For Kafka benchmarks, you need a local Kafka cluster. You can run it yourself, but we recommend using the provided Docker Compose configuration. You can find it along with further instructions in the scripts/kafka
directory. By default, the broker will listen on ports 9092, 9093, and 9094.
To emulate specific network conditions in gRPC and Kafka benchmarks, you can use the netem kernel module in Linux.

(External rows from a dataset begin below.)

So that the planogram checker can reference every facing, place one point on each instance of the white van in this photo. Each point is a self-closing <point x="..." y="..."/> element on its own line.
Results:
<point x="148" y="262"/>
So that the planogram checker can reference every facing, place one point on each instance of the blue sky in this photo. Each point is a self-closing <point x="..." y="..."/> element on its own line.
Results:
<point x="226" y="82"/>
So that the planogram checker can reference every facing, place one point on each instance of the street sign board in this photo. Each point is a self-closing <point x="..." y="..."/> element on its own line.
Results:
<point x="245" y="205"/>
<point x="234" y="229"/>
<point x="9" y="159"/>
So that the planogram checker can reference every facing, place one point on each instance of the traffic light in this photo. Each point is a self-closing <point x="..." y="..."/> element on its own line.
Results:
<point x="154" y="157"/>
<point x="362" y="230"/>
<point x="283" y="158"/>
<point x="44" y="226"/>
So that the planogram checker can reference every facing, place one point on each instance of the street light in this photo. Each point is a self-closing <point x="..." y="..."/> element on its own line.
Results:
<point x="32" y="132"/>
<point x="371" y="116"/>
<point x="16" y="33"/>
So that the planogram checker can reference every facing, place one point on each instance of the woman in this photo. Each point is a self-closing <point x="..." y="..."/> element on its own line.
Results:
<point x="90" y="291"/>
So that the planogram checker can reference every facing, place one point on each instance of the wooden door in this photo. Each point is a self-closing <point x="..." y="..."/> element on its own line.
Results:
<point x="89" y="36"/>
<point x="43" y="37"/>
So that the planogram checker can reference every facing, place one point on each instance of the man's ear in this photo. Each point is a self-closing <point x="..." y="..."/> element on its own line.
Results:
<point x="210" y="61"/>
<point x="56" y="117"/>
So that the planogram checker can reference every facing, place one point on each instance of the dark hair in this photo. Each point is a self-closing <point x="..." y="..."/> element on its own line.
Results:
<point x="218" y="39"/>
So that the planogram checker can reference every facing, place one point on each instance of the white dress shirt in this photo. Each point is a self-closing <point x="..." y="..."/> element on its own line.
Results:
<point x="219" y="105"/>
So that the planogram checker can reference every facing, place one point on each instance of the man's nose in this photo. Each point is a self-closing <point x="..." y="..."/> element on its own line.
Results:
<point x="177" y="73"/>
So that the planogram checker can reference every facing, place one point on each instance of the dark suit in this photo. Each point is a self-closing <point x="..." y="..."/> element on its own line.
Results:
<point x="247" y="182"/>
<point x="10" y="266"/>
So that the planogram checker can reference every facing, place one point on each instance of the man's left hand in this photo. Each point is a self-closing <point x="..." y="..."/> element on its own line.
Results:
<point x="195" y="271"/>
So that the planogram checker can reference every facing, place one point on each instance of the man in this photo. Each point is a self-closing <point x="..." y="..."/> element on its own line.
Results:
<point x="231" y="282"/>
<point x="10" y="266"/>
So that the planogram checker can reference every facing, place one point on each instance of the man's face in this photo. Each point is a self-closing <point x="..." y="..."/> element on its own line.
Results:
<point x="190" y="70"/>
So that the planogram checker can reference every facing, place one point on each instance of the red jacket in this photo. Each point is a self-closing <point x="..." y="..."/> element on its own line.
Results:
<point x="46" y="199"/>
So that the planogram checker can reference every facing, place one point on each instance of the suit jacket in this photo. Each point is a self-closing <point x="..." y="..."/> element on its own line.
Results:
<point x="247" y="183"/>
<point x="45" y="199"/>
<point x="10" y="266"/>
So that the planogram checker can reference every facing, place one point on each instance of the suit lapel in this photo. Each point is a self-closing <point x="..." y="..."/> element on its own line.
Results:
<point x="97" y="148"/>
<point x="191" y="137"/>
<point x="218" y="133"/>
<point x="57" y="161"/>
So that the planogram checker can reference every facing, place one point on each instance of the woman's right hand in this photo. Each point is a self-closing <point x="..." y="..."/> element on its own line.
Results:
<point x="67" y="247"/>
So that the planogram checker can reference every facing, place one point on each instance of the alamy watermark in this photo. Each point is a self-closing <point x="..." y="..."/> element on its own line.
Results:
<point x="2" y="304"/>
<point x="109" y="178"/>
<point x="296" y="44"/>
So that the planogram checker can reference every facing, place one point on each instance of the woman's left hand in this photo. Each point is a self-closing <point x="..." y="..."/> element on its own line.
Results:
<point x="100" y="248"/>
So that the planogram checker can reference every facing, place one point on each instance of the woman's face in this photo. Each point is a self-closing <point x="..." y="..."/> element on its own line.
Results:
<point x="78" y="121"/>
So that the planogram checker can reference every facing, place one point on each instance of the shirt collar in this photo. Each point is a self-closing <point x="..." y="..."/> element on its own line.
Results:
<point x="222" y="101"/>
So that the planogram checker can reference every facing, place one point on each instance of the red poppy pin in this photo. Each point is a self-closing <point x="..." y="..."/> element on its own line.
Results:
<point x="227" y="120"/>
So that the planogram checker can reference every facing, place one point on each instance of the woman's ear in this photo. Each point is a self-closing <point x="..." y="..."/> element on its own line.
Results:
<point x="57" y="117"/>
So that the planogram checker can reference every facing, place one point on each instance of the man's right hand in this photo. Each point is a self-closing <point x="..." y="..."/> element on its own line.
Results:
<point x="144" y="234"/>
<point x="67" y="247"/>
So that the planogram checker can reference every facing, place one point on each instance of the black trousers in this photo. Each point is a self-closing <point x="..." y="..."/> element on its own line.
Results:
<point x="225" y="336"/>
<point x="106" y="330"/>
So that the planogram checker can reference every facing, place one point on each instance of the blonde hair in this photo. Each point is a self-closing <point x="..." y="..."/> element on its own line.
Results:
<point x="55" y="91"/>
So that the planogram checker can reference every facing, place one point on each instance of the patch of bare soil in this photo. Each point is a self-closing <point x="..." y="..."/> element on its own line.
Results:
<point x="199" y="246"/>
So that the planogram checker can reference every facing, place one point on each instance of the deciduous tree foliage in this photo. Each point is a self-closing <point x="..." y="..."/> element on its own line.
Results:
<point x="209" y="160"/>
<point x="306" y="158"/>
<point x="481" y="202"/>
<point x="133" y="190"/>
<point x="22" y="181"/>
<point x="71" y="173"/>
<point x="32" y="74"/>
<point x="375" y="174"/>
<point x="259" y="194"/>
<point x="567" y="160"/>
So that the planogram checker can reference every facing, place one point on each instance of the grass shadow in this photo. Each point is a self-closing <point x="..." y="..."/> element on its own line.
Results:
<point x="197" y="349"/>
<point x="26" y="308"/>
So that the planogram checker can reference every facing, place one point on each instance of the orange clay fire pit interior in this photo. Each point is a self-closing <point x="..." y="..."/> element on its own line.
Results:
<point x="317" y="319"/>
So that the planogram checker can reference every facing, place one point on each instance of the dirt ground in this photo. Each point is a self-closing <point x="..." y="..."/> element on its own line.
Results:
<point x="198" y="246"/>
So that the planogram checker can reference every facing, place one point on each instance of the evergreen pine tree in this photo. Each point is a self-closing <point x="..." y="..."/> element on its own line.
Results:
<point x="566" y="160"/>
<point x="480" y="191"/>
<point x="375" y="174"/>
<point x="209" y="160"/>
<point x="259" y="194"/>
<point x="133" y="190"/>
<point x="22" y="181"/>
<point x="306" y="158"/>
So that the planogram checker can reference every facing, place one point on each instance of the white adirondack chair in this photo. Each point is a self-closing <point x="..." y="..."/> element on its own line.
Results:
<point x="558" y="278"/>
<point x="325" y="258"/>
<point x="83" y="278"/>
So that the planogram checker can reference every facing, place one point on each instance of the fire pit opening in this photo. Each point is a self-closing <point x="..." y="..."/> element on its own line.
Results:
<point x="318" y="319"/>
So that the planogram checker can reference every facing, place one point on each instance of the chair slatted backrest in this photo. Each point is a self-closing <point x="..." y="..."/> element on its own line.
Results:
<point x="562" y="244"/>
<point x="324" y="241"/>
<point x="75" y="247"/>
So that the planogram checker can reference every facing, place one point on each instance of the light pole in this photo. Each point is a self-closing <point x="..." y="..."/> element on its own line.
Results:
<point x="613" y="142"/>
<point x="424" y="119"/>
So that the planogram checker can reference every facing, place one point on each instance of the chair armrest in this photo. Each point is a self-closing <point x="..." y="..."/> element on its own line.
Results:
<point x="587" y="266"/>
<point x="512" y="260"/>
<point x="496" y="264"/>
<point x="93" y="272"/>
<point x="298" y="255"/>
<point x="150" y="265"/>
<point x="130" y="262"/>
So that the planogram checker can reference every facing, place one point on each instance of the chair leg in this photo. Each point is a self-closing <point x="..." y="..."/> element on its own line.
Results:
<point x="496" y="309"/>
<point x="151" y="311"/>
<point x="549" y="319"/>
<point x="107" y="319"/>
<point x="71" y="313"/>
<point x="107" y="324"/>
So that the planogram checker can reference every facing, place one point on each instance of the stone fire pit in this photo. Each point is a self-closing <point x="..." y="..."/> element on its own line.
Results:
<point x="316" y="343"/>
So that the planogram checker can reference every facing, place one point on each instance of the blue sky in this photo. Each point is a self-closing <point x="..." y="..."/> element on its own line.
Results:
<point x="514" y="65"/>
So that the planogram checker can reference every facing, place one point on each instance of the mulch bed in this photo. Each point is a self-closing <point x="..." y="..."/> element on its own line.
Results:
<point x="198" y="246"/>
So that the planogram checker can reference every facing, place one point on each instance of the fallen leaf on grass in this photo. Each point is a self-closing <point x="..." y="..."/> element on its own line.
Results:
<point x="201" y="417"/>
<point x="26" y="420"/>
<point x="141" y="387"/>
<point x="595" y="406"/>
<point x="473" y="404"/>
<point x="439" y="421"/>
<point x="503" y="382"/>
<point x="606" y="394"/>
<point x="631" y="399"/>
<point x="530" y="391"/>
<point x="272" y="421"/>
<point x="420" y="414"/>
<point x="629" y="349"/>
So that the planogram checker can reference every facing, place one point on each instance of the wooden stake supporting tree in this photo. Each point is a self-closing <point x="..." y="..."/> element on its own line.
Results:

In our benchmarks we used the following configuration:
- Ports 9092 and 8420: no emulation
- Ports 9093 and 8421: 100 Mbit/s bandwidth, 10 ms latency
- Ports 9094 and 8422: 50 Mbit/s bandwidth, 15 ms latency
./scripts/set_netem.sh 10 100 9093 8421 2
./scripts/set_netem.sh 15 50 9094 8422 3
time nc -zw30 localhost 9092
time nc -zw30 localhost 9093
time nc -zw30 localhost 9094
The commands should show latencies of ~0ms, ~20ms, ~30ms (round-trip).
sudo tc qdisc del dev lo root
The code in this repository was written by Piotr Sowiński (Ostrzyciel).
This project is licensed under the Apache License 2.0. See the LICENSE file for details.